The Restoration Game

Books
Manufacturer: Orbit

In recent years, perhaps cowed by the success of The Matrix, science fiction writers have stepped back from exploring the idea that all we see and experience is somehow a dream. Eventually, though, somebody was bound to take a revisionist shot at one of SF and fantasy’s default scenarios.

Step forward Scottish writer Ken MacLeod, whose latest novel starts from the premise that our world is both a construct and the “most evil, unethical experiment you could imagine”. This doesn’t make it any less real to his heroine, Lucy Stone, who, stretching the idea of worlds within worlds further, works in the videogame industry in Edinburgh, but was born in Krassnia, part of the former USSR.
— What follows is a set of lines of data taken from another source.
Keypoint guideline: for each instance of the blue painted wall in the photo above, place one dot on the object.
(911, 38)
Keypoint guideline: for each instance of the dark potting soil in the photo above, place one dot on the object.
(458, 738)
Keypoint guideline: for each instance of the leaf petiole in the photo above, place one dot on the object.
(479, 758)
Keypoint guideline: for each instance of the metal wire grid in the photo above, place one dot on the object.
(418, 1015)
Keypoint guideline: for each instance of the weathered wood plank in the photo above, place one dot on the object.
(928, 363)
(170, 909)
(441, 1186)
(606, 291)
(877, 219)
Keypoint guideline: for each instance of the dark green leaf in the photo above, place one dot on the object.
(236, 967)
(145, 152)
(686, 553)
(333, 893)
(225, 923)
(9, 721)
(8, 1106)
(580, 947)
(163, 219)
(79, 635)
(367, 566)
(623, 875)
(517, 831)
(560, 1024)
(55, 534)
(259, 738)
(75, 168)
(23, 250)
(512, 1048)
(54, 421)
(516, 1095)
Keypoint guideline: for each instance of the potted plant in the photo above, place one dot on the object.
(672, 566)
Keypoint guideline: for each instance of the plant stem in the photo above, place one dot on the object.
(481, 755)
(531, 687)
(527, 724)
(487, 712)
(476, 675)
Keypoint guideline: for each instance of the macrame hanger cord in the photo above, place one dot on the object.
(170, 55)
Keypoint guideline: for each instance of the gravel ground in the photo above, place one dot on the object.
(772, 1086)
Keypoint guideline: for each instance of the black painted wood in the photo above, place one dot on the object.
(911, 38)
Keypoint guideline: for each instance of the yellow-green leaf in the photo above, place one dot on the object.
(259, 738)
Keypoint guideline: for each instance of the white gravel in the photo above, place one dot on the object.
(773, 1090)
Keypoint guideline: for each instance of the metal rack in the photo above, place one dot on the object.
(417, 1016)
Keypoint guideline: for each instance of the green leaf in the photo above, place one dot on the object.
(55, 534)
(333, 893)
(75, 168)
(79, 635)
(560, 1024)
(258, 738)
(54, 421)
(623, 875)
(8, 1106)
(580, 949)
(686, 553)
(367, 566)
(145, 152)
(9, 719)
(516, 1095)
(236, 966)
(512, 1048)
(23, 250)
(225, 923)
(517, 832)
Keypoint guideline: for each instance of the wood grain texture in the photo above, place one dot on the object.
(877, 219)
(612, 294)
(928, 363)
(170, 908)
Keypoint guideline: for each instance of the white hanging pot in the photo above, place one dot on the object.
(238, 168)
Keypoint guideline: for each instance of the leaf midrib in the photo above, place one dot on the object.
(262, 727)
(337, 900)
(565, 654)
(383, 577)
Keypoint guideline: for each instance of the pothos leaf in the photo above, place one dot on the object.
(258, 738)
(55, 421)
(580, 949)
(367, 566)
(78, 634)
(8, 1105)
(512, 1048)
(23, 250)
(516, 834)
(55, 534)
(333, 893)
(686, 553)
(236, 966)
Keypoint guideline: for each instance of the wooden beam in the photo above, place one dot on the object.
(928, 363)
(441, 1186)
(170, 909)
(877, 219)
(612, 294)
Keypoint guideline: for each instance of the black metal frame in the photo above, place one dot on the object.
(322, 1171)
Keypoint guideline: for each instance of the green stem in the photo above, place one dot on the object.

Commissioned by her mother, a CIA agent, to produce a role-playing game based on Krassnia’s history, Stone finds herself at the centre of increasingly bizarre events. These involve Stone’s own family history, post-Soviet realpolitik and computer code written in bad Latin.
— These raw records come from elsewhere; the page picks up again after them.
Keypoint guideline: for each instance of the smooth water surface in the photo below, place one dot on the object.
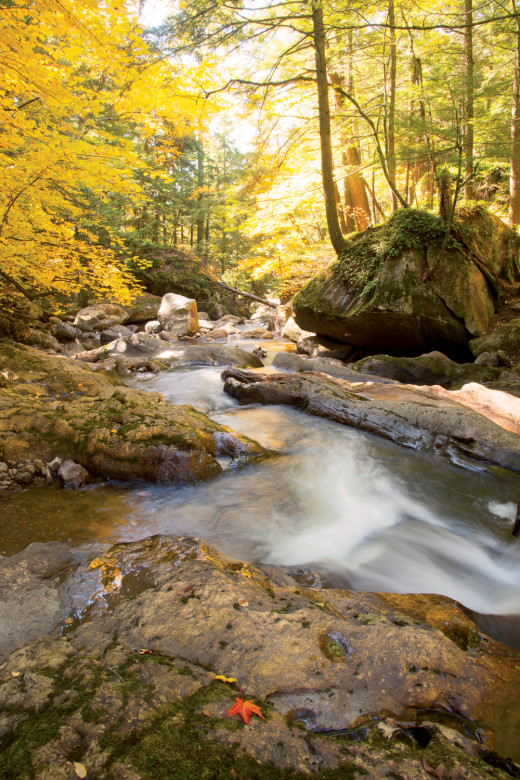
(364, 512)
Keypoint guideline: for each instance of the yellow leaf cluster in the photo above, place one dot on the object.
(72, 70)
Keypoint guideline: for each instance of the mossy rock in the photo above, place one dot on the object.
(58, 406)
(390, 291)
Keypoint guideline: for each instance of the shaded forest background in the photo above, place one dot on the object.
(120, 143)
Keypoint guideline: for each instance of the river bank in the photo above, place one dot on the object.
(85, 597)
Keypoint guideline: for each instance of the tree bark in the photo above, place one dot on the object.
(445, 197)
(201, 222)
(327, 166)
(469, 99)
(391, 103)
(357, 208)
(514, 202)
(247, 295)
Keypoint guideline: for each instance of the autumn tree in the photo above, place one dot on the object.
(80, 84)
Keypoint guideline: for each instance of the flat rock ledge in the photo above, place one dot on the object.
(54, 406)
(465, 427)
(132, 689)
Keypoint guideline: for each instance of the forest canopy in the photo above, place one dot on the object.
(121, 143)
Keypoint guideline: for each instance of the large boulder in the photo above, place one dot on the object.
(144, 308)
(505, 338)
(152, 346)
(431, 369)
(100, 316)
(110, 430)
(171, 635)
(292, 331)
(390, 291)
(178, 315)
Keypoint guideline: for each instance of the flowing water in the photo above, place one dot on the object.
(363, 512)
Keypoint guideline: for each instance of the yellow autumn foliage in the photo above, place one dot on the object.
(73, 72)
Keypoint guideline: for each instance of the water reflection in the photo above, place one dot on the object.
(364, 511)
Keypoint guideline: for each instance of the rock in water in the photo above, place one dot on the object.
(389, 291)
(178, 315)
(101, 316)
(113, 431)
(72, 474)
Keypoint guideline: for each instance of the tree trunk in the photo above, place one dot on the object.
(327, 166)
(421, 163)
(468, 112)
(445, 197)
(514, 202)
(357, 208)
(200, 211)
(391, 103)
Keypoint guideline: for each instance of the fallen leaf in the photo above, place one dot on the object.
(439, 772)
(245, 709)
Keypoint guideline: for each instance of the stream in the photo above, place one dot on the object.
(357, 510)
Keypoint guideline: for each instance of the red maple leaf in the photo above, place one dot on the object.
(245, 709)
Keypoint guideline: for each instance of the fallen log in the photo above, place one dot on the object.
(405, 414)
(247, 295)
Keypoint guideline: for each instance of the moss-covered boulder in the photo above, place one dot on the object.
(391, 291)
(57, 406)
(165, 635)
(505, 338)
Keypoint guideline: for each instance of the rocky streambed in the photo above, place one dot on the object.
(113, 653)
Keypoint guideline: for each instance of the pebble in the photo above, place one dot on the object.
(31, 471)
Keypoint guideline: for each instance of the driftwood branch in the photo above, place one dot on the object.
(247, 295)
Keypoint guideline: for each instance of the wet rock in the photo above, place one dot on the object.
(55, 464)
(290, 361)
(291, 330)
(72, 474)
(25, 475)
(30, 606)
(212, 309)
(165, 355)
(42, 340)
(65, 331)
(256, 333)
(432, 419)
(178, 315)
(153, 326)
(505, 338)
(377, 651)
(318, 346)
(431, 369)
(279, 317)
(261, 312)
(111, 431)
(113, 333)
(101, 316)
(172, 604)
(144, 307)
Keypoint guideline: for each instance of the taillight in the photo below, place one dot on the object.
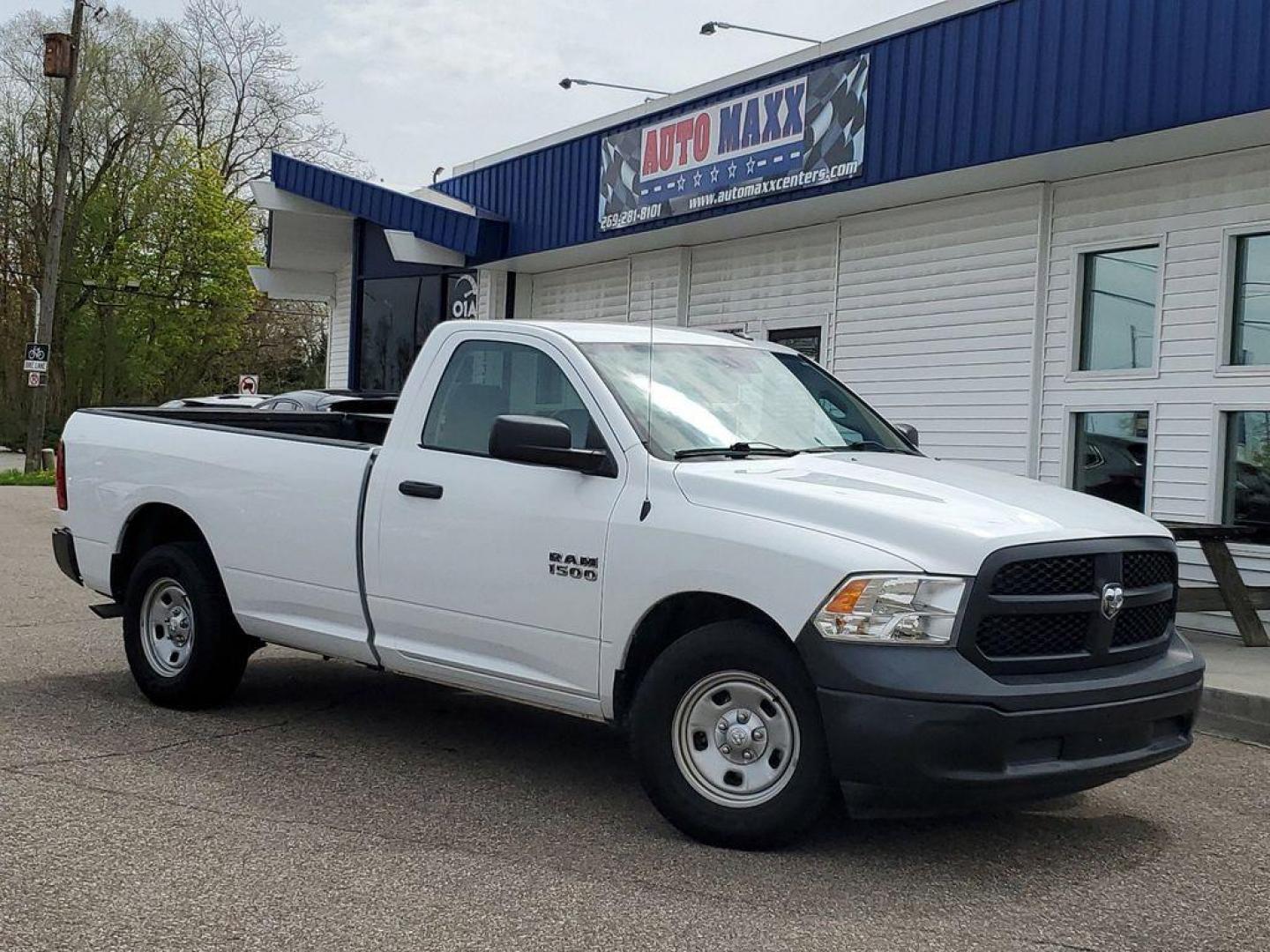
(61, 475)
Just keeping such disparate elements coherent is a triumph, but MacLeod never falters, creating a novel that’s both a hugely entertaining espionage thriller and, in its way, a treatise on how to live well in an uncertain world. He does all this while sneaking in some gloriously geeky jokes, including one about the underlying physics of our Universe being inconsistent – a dark matter indeed...

Jonathan Wright is a freelance science-fiction reviewer.